Although the court is not required to hold a hearing or hear oral argument on the motion to dismiss and could simply rule based on the pleadings and on the court’s own research of the issues, to rule on the motion at this time would appear to be an inappropriate use of judicial resources. First, the matter has not been thoroughly briefed. The motion to dismiss cited no cases or other legal authority. The plaintiffs response, accordingly, is very general and likewise does not cite to any authority. While obviously the court always has the ability to do its own research and analysis, complete briefing and a thorough analysis of the controlling case law serves to focus the issues and promote informed decision making. Second, ruling on the motion at this time would not significantly promote judicial economy in the sense of narrowing issues for trial. As noted above, all five counts in the plaintiffs complaint rely on precisely the same facts: only the theory of recovery differs. Since the motion to dismiss is directed at only three of the five counts, whether or not they are dismissed will have no material effect on the trial, except to possibly shorten and simplify the final arguments. Under Fed.R.Civ.P. 12(d), incorporated by F.R.Bankr.P. 7012, the court has the option of deferring until trial a ruling on whether a pleading sets forth a claim for relief.[3] Such action is appropriate in this case.

ORDER
For the foregoing reasons, it is

ORDERED:

1. Pursuant to Fed.R.Civ.P. 12(d), the hearing and determination of the defendants’ motion to dismiss filed February 5, 1996, is deferred until the trial of this action.

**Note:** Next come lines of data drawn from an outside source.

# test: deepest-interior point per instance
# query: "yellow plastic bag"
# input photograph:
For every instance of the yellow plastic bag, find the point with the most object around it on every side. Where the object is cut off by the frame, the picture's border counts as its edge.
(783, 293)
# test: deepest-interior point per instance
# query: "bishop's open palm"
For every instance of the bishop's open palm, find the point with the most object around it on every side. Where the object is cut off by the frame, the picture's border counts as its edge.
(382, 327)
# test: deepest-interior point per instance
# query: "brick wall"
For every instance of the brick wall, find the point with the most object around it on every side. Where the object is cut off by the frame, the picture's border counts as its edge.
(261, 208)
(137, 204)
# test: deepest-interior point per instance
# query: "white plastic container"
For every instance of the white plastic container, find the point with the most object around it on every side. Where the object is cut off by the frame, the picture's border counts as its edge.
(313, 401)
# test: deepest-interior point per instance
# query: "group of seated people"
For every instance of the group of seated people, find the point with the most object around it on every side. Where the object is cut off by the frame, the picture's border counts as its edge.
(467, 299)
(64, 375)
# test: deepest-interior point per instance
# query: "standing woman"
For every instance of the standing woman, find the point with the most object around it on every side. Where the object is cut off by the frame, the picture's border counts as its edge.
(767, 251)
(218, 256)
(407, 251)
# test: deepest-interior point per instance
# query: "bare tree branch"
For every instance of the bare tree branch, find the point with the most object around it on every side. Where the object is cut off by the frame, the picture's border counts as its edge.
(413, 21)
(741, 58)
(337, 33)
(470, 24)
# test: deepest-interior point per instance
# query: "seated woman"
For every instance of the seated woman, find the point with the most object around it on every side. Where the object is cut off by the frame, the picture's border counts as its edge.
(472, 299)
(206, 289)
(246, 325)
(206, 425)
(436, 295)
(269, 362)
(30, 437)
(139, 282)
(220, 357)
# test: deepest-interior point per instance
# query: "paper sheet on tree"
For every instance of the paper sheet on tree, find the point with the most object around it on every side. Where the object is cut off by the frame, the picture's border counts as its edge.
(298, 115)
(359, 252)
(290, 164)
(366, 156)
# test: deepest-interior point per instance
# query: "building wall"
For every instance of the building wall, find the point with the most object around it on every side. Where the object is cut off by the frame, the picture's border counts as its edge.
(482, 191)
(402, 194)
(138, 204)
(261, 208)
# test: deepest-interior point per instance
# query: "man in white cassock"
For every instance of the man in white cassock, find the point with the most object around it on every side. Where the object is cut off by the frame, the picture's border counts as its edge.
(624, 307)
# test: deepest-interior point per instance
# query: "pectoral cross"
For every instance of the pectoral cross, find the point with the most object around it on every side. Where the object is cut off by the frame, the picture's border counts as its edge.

Not later than 15 days prior to the scheduled trial date, the defendants shall file, and serve upon the plaintiff, a memorandum of points and authorities in support of the defense that Counts I, IV, and V fail to state claims upon which relief can be granted. The plaintiffs may file a memorandum in response no later than two business days prior to trial.

2. The clerk shall mail a copy of this order to counsel for the plaintiff and counsel for the defendants.

[1] Federal Rule of Bankruptcy Procedure 7012(b) incorporates subsections (b) through (h) of Federal Rule of Civil Procedure 12. Fed.R.Civ.P. 12(b) in turn provides, “Every defense, in law or fact, to a claim for relief in any pleading . . . shall be asserted in the responsive pleading thereto if one is required, except that the following defenses may at the option of the pleader be made by motion: . . . (6) failure to state a claim upon which relief can be granted. . . .”
[2] As a practical matter, the only difference in terms of potential relief involves the statutory conspiracy count brought under Va. Code Ann. § 18.2-500, which allows the recovery of “three-fold the damages . . . sustained, and the costs of suit, including a reasonable fee to plaintiffs counsel.”
[3] “The defenses specifically enumerated (1) — (7) in subdivision (b) of this rule, whether made in a pleading or by motion, . . . shall be heard and determined before trial on application of any party, unless the court orders that the hearing and determination thereof be deferred until the trial.” (emphasis added).